Heineken deal shows Naspers how frothy Chinese market is
Heineken paid way over the odds for its stake in CR Beer, so Naspers better not get too cheeky with Tencent
Did any Naspers shareholders happen to look at the recently announced transaction between Dutch beer group Heineken and the owner of the largest-selling beer brand in the world, China Resources Beer (CR Beer)?
While the beer side of the transaction is interesting, of greater significance is the story it tells about the pricing of Chinese transactions.
In 2016, even before AB InBev finalised their purchase of 100% of SABMiller, plans were in place to sell SABMiller’s 49% stake in Snow Breweries back to CR Beer, which held the other 51% of the company.
China was one of SAB’s early foreign ventures. It set up a partnership with state-owned CR Beer in 1994 and did well to push the brand to the number one slot in the country.
While Snow was the largest-selling beer brand in China, it was never a very profitable venture for SABMiller because the selling price was so low.

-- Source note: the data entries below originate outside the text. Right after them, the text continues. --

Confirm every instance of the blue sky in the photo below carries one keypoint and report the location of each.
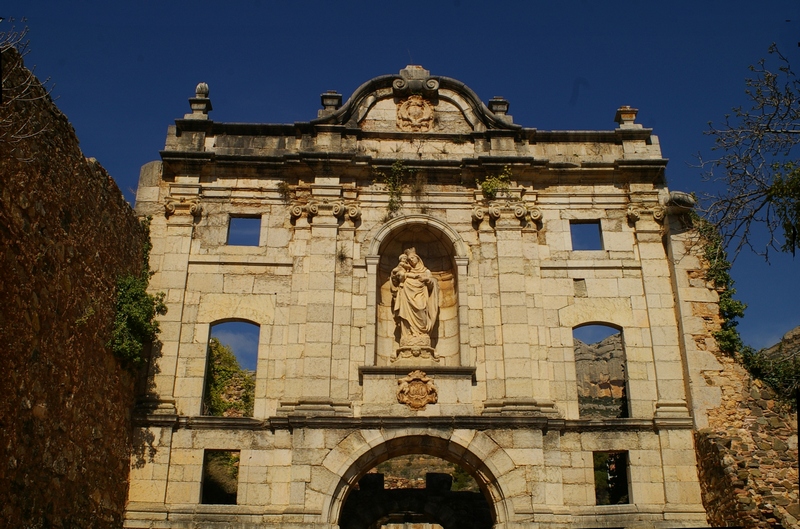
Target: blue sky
(122, 72)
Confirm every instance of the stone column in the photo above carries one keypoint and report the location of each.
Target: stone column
(663, 325)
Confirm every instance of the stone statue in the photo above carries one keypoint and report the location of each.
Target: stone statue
(415, 304)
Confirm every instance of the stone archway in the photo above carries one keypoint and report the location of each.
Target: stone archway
(472, 450)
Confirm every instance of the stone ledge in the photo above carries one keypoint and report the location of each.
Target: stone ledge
(243, 260)
(595, 264)
(402, 370)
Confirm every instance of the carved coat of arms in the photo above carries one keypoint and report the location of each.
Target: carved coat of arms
(416, 390)
(415, 114)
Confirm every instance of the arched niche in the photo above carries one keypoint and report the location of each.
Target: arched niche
(444, 253)
(479, 458)
(601, 370)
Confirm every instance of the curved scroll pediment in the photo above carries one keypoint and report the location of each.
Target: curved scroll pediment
(415, 101)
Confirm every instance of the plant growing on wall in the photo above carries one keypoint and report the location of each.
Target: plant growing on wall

In some areas of the country Snow beer was cheaper than bottled water.
SABMiller said it was taking a long-term view on a market that could not be overlooked by any consumer goods company with global aspirations. The CR Beer connection was useful in pushing SABMiller’s premium brands across China, and over the years there were steady signs of margin improvement at Snow.
But in 2016, when the time came to sell the 49% stake, the $1.6bn offered by CR Beer raised eyebrows. That it fell far short of the $3bn-$5bn most analysts had expected has been confirmed by the $3.1bn Heineken has to pay to purchase just 40% of CR Beer two years later.
This is either remarkably good timing by CR Beer, or a case of capitalism with Chinese characteristics. Naspers shareholders should realise they interfere with the Tencent control structure at their peril.